Basics of old school radio questions.

[jadaro2600]

In common / old school style crystal radios, a 'tank circuit' is used to create a resonant circuit.  A variable capacitor is used to tune the tank circuit to a desired frequency - and somewhere amongst the wiring a crystal earphone is tapped into the circuit across the diode so that energy in the system - when not passing through the diode, is passing through (out of ) the earphone - technically, half the signal is lost through this mechanism.

In such a circuit, is it solely the responsibility of the diode to create the mechanism of the tank circuit, or does the capacitor do this?

And if it's the diode responsible, couldn't two tank circuits be formed and for each diode-rectified half wave produced?  ...would an audible signal be heard for each half wave if two earpieces were used or would the tank circuit be lost due to the splitting.

The point would be to retrieve the entire sine wave frequency, possibly to rectify to DC outside that of the AC tank circuits or to hear the entire sine wave.

These question may have significance for tuning to resonance.   ..and getting that one diode to light from a remote source. 

My instincts tell me that i'm designing into the heterodyne / superheterodye circuits - yet i wish to simplify into the old school methodology.

[pese]

 deleted
I SEEN, I CANT HELP
TO UNDERSTAND THIS.
Pese

[gyulasun]

Hi jadaro2600,

...so that energy in the system - when not passing through the diode, is passing through (out of ) the earphone - technically, half the signal is lost through this mechanism...

I quoted your text I wish to address.  The energy in the system is enclosed in the LC tank circuit and only a certain amount of the energy is used up by the rectifier diode if the whole circuit is designed correctly.  This is because the earphone is the load and it shunts the tank circuit via the diode and if the loading effect is excessive, the tank may get attenuated too much and energy gets dissipated.  In correct designs the diode is connected to a tap on the coil i.e. impedance transformation is achieved (matching the load of your earphone to the resonant  tank if you like).  Matching is needed even at the input side of the tank where the antenna is connected, the point is to keep the resonant impedance of the tank as high as possible, ok?

So it is the resonant LC circuit which contains and enhances the input energy.  Energywise, an AM modulated signal consists of the carrier and two modulated sidebands, the LC tank is tuned to the carrier and the diode rectifies the carrier, you are left with a DC component and the modulation after the diode, this is analogous to a half wave rectifier case.
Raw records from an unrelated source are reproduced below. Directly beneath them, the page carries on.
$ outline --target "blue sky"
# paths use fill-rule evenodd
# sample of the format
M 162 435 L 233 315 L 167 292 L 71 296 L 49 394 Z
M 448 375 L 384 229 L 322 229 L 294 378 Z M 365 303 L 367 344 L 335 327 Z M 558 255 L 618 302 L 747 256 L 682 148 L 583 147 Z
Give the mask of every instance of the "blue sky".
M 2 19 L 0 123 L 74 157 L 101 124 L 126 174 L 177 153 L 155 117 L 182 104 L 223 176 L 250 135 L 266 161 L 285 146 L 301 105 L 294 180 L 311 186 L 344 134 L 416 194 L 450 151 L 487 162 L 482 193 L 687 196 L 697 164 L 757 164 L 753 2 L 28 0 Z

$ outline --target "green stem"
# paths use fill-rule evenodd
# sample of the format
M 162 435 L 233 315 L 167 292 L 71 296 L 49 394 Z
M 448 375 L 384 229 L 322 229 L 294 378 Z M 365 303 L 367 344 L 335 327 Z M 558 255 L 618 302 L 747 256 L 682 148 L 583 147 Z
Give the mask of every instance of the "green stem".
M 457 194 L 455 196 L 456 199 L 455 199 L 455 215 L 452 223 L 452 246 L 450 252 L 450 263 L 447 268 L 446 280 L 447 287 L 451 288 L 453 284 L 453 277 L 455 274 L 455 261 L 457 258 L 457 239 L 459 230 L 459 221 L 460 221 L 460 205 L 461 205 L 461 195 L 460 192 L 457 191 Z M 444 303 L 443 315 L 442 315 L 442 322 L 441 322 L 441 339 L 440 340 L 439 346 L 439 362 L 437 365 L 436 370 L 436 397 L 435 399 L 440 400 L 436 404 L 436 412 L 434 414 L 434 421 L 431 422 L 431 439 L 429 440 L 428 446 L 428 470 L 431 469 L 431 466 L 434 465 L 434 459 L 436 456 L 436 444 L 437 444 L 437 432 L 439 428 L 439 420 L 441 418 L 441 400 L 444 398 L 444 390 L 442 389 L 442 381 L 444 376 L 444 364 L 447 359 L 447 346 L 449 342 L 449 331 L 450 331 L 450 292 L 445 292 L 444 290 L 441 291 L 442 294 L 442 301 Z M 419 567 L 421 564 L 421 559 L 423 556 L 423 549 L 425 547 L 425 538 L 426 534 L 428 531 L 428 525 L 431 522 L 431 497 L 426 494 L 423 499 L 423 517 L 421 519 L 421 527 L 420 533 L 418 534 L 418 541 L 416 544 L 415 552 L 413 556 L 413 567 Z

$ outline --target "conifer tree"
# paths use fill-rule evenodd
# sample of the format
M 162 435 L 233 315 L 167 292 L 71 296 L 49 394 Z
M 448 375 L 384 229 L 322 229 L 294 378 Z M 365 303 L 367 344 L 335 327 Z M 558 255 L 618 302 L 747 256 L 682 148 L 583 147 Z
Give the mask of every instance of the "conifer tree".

You get a DC output after the diode and you get the "hum" (i.e the audio frequency in your case)  the difference is you use further filtering to get rid of the "hum" but in the AM demodulation case you wish to use filtering that removes only the carrier frequency "hum"  but does not attenuate the audio frequency.
See these links for further details:
http://en.wikipedia.org/wiki/Envelope_detector
http://en.wikipedia.org/wiki/Diode_detector

Pese's letter nicely includes these things.

rgds,  Gyula

PS  Now you may wish to rethink what your idea is in connection with all these?

[jadaro2600]

PS  Now you may wish to rethink what your idea is in connection with all these?

Some time today, i'm going to attempt a simple radio - but i'm going to have to use an audio amp or my sound card to listen to the output.  Having a vari-cap would be nice....

I have some simple diodes as well.  Also, I have a bunch of ceramic disk capacitors.

One of them says 561 1kv, the other says 221, ..I'm guessing that these are 561 and 221 pF capacitors?

[amigo]

One of them says 561 1kv, the other says 221, ..I'm guessing that these are 561 and 221 pF capacitors?

560 and 220pf, the 1 at the end refers to the multiplier: 1 = x10, 2 = x100, 3 = x1000, 4 = x10000

560 and 561 is basically the same value, just different convention.